To tell you, it seems to me that it is not important how fast you should run. It's not even important will you be able to hand the baton. It is the baton itself that is important.
What is the thing you are handing me there?
The leaves of the chestnuts in the park were brown and dry, covered all over with holes...
I am surrounded by people who had been stuffed with that talk about integrity and tolerance and integration, sticks and carrots for decades or even since the early months of 681 when this land performed on the scene as a state. We even had the war recently in the 90's. Freaking epidemic, especially because of the spots, films, books, on-air expert's opinions and all the try-to-make-me-cry articles in the daily lists that were subsequently poured on us. The leaves of the chestnuts in the park were brown and dry, covered all over with holes, because of this war, for God's sake. And we're constantly destined to not be able to perform the autumn waltz by the end of October.
I'm stuffed too. I was at risk to deny the existence of the blue color because of the UN Blue helmets. Here is a lesson about it. A lesson taught by less literate and technically intelligent people who made an attempt to hand in the baton when nobody of a reasonable mind would dare to. And...is there anybody out there?
Have a look at 1795. Remember this? Turbans and fez were into fashion on the Balkans then. The last word in hats, I say! There wasn't a mere governor on the horizon in possession of Oriental name and identity who would refuse to wear them. Oh, it had to be such a flair! Could you imagine buying a coffee, which package lacks the popular head with a fez on it? NO. NO. NO. Those were the days that brought us the coffee in a "dzhezve", prepared slowly on warm sands. This is it - slowly.
Osman Pazvantouglu prepared slowly the revolt against the Sultan's delights. It was not only about taking some heads off on random occasions. No. He had an abundance of books in his library. This is the second it - the books.
His barracks are constructed in the form of a cross. He has put a heart on the top of his mosque instead being so predictable in choosing the traditional crescent. Or, perhaps, he has just lost the taste for it. Every day the mosque looks at the Christian church across the promenade and waves a right-hand Hello to the Synagogue down the very same street.
It is the street at which one end the Muslims will bake bread for everybody in the neighborhood, accidentally prepare some baklava and halva and the Jews would teach arts when the Sabbath is over.

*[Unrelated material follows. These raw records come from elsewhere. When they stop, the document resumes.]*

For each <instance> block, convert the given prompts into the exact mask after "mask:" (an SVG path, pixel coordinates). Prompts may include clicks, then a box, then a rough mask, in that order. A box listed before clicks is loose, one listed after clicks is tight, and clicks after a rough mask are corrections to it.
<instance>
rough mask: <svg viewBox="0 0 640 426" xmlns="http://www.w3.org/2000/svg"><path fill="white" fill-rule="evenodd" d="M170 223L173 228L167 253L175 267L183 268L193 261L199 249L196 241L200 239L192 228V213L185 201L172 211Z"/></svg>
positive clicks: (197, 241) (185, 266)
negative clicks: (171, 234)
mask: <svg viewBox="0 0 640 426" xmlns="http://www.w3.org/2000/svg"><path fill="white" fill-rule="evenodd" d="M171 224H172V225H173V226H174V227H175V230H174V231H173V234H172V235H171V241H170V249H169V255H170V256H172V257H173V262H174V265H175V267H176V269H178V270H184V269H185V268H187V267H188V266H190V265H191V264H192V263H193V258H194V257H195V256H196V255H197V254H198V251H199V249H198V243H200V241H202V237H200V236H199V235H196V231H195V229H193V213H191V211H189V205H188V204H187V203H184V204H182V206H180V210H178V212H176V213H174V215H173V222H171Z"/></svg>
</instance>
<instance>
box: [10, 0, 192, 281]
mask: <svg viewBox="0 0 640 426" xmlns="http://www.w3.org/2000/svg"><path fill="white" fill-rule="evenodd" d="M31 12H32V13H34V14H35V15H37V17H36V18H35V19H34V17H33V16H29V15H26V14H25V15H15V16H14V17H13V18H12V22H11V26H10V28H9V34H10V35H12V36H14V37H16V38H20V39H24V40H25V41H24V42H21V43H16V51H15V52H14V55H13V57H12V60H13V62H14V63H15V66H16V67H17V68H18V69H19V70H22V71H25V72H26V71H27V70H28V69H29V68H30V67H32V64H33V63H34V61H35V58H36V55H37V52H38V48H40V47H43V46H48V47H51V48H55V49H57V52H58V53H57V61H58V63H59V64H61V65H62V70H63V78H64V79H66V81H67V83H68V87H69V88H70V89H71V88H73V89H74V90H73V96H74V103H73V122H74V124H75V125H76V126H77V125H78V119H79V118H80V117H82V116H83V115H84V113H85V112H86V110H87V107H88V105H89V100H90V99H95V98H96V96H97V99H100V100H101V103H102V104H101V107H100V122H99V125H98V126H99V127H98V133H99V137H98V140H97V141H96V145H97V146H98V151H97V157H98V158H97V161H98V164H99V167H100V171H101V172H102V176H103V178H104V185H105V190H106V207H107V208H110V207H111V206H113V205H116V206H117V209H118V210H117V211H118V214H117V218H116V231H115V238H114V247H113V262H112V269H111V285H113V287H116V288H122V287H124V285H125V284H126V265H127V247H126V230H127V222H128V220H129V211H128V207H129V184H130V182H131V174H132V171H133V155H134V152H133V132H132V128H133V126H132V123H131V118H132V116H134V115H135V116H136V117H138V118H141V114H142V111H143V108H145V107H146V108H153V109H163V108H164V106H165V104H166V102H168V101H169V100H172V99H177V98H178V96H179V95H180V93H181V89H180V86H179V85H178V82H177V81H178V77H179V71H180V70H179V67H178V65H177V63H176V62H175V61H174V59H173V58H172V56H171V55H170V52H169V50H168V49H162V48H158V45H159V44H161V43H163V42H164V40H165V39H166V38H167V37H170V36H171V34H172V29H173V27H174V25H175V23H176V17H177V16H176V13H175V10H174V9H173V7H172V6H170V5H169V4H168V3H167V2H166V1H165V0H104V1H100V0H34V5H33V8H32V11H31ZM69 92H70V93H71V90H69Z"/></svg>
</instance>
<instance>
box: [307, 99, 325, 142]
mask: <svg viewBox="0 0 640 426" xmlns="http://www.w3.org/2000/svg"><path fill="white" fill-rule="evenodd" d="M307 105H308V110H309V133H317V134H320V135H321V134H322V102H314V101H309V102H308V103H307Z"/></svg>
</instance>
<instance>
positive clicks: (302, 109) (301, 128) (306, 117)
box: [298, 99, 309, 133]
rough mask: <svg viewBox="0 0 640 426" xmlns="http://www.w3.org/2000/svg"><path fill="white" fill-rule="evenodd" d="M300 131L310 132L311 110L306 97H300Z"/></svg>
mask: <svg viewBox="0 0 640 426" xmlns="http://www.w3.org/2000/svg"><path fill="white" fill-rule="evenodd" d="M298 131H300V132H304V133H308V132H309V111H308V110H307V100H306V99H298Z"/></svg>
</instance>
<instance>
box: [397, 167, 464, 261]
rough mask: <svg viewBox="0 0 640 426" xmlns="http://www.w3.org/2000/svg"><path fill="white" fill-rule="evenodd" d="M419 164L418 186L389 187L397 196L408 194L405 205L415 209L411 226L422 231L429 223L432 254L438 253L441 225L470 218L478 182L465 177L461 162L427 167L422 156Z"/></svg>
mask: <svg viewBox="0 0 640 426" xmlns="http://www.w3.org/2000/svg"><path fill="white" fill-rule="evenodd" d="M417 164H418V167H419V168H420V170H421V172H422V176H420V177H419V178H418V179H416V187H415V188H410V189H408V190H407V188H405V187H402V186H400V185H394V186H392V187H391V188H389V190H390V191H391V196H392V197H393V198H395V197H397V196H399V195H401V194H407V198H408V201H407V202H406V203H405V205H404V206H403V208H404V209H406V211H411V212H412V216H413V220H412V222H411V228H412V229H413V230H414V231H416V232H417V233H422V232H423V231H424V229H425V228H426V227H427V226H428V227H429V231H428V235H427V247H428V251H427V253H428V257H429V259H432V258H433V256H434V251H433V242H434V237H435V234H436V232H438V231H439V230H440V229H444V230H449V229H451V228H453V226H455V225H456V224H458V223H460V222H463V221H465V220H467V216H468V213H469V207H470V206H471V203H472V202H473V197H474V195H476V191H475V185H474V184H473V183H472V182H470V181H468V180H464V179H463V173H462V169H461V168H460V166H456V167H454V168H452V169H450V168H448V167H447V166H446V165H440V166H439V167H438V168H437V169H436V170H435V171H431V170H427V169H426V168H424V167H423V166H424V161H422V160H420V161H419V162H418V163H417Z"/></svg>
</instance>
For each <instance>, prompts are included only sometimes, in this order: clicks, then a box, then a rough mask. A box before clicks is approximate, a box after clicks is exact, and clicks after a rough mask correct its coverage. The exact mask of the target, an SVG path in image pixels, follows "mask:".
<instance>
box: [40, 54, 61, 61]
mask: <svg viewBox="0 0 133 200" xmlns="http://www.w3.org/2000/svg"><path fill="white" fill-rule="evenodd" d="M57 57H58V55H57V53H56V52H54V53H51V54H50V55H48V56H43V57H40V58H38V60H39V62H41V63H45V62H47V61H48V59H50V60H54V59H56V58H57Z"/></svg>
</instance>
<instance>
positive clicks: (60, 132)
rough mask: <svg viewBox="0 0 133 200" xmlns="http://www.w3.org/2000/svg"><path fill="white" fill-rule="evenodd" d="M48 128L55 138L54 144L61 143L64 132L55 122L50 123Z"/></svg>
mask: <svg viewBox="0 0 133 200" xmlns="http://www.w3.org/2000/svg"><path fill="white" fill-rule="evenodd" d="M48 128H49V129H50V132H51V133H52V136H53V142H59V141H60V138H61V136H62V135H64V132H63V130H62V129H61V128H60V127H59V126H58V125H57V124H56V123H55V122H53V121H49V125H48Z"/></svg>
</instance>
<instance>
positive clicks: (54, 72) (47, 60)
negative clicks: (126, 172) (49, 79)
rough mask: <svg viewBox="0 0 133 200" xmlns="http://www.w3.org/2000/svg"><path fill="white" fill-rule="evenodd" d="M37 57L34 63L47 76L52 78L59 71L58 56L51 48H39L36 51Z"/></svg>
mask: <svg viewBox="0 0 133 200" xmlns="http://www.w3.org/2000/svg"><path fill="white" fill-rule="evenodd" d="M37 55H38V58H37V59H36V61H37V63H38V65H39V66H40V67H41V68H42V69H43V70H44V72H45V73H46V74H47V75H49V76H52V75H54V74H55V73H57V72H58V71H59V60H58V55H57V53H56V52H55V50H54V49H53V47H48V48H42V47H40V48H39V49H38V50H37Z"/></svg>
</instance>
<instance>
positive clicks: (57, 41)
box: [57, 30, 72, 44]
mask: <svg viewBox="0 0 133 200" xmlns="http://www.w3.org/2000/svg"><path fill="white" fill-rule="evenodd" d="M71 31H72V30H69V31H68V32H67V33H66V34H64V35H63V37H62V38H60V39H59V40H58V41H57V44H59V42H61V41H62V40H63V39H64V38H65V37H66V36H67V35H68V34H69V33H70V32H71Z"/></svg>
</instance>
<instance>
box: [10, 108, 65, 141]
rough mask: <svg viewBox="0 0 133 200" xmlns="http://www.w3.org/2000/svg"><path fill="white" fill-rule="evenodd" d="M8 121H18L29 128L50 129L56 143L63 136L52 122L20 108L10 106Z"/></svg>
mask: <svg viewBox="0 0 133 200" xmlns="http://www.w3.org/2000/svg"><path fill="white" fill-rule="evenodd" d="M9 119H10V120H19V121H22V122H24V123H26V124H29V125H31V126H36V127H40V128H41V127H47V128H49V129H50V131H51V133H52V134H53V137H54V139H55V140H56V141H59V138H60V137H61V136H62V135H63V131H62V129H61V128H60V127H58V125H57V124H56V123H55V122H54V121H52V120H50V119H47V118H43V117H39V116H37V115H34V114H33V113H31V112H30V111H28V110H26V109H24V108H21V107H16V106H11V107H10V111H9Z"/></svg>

Have a look at them! At the bazaar square in the past day's parade, they'll mix in the flow of multicolored shalwars and even the traditionally embroidered white shirts of the Christians admitted to correspond with the Turkish fez.The synagogue has been on fire 7 times since it's construction. The community equally joined efforts to do the restoration works every time. It is valuable for its acoustic. Such a sound can be rarely found nowadays.
Each morning I'm strolling or jogging this street where the three temples form a triangle. I see people. Mainly worried, sad and nervous. People who put "an outstanding team player" in their CVs, yet unable to come to an end with one of their partners and colleagues and with almost nobody in the family. People, unable to agree on how much sugar should be added into their coffee. And people whose wardrobes will soon crack under loads of clothes in them, yet people who spend half an hour in front of the drawers in an obvious strain to choose what to wear today. Such an indecisiveness is a sign of confused spirits.
There are also those days when I meet people trying to negotiate with themselves on their own. Not the ones with the technical bug in the ear. No. It's pressing, you see. We have them every day at the book corner of the internet in ardent arguments how red is the red and is it red at all. Right. So, we had those guys back in 1795 who had a pretty substantial and reasonable baton to hand in. Is it that we lost it on the way or is it that there was nobody out there? I don't have the answer by the time this post is released. But I'll tell you what, I see both the evidence of the benignity and the lesson every day down the street of the Triangle. It is ruined and the community left it like that.
The last David has departed the other day for Jerusalem. Osman is long gone now. And the others...the others in their Sunday embroidered white shirts are in the book place to quarrel over substantial matters like should we sign the petition to save the cow Penka's life who spent 14 days in non-EU Serbia.